D.C. police promotion procedures were openly criticized by rank-and-file officers for the second time in as many years when 12 officers this week asked the D.C. Superior Court to bar any promotions based on the department's newest and controversial civil service exams.
The 12 officers had all qualified for promotions to sergeant on the 1978 exam, and were at the top of the list when Mayor Marion Barry imposed a citywide hiring and promotion freeze March 1.
A new exam was subsequently given using different procedures, and the 12 officers and many others eneded lower on the new list. As a result, many who were next-in-line based on the 1978 list may now have to wait much longer for promotions -- if they are promoted at all.
"All we're asking for is what's fair and equitable," said Lowell K. Duckett, a 12-year police veteran who was highest on the list when the freeze took effect.
Duckett scored lower in the 1980 examination, and says he must now wait two years to try for the sergeant's job again. "I've become digusted," he said. "I've been producing for 12 years, medals up and down my chest, and what's the point . . . if another job comes along, I'll take it."
At the center of the controversy is a new aspect of the city's promotional system involving the oral evaluation of officers taking the test.
The oral assesment panel has been controversial from the moment it was suggested a year ago. Its recommendations account for 40 percent of the overall score for officers taking the sergeants' and lieutenants' exams and 50 percent for officers taking the captains' exam.
Unlike the old assessment system, under which officers were evaluated by their immediate supervisors, the new evaluations are made by a panel of police officials unfamiliar with the officers' career performance and a psychologist from the private sector. The exam is also now given after the written test instead of before, as evaluations had been in earlier years.
Officers contend that the new system promotes favoritism.
"I think it's a buddy system," said Dennis Jones, an officer in the communications department. Jones said he took the exam but didn't study because he felt the exam was "rigged for the in crowd."

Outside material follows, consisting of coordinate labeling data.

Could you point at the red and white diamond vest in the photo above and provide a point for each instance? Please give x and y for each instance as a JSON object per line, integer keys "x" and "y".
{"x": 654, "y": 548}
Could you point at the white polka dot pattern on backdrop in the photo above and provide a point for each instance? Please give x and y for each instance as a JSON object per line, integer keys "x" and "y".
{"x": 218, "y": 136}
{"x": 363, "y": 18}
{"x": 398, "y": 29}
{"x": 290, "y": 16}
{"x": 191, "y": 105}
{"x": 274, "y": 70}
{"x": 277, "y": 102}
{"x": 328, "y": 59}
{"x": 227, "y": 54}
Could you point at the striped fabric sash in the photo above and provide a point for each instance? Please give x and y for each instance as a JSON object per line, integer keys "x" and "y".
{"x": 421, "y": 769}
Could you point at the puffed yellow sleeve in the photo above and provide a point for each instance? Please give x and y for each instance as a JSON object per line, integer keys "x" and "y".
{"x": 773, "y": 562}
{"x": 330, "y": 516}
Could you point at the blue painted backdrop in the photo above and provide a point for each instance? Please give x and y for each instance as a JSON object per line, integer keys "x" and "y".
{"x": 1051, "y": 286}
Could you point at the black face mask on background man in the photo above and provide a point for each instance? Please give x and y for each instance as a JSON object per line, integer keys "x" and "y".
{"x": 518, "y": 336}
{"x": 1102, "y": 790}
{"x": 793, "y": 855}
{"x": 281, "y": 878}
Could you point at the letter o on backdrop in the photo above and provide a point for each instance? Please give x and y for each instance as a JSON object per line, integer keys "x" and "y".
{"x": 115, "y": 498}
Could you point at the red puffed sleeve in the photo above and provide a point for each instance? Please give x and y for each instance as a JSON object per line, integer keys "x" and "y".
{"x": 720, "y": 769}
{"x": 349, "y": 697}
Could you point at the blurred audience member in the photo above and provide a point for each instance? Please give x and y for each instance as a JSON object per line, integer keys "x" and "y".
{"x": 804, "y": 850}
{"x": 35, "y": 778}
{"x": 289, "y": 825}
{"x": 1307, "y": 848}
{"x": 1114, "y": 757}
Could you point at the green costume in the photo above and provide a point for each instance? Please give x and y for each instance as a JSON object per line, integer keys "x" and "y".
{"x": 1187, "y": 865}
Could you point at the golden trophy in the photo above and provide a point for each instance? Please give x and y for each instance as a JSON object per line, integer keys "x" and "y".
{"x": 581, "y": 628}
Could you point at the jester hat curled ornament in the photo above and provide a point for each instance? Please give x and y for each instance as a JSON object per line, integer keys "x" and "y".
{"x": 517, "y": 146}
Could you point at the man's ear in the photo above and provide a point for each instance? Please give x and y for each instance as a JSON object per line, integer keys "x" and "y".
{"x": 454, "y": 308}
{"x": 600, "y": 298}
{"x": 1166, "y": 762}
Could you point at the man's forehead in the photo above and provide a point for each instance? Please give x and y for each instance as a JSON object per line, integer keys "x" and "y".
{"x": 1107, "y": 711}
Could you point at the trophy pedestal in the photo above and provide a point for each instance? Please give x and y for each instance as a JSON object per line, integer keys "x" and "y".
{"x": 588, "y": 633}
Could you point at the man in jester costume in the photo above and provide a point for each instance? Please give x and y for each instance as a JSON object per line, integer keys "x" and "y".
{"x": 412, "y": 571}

In some instances, officers who ranked high in 1978 placed very low in 1980. Many officers said such differences could only be accounted for by favoritism on the part of persons on the panel toward officers under evaluation.
In June, attorneys for the police union filed a Freedom of Information Act request asking the department for test results, evaluations, profile analysis and any information available that could justify how the new exam was developed and the discrepancy in the test scores.
A few weeks later, the request was denied.
Marty M. Tapscott, assistant chief for administration, yesterday dismissed the complaints as minor.
"Naturally you're going to have officers who don't score well complain," he said. "Most people were satisfied with the process."
He said the scores were realistic and expected.
"(The exam) was designed that way. The written exam was to test you knowledge of the job. The oral assessment panel was to test you ability to carry out the job."
The lawsuit was filed after a group of officers wrote to Larry Simons, head of the police union, claiming they had been discriminated against by the new police promotional procedures.
The suit filed Wednesday claims the officers on the 1978 list were told they would be promoted and therefore did not properly prepare for the 1980 examination.
"These guys thought they would be promoted off the old list," Simons said. "A lot, quite frankly, didn't study too hard (for the 1980 test) and finished way down on the list, with no chance of being promoted."
The lawsuit claims the police department breached a contract with the officers, many of whom could lose thousands of dollars in salary increases as a result of losing their opportunities for promotion. One officer said he would lose $1,000 a year by not being promoted to sergeant.
The suit was filed by both black and white officers. Union officials stressed they were not claiming the department's promotion procedures discriminate on racial grounds.
In 1978, a controversy over the police promotion test centered around allegations that some parts of the test were leaked in advance to certain black officers to promote blacks in a department dominated by white officials.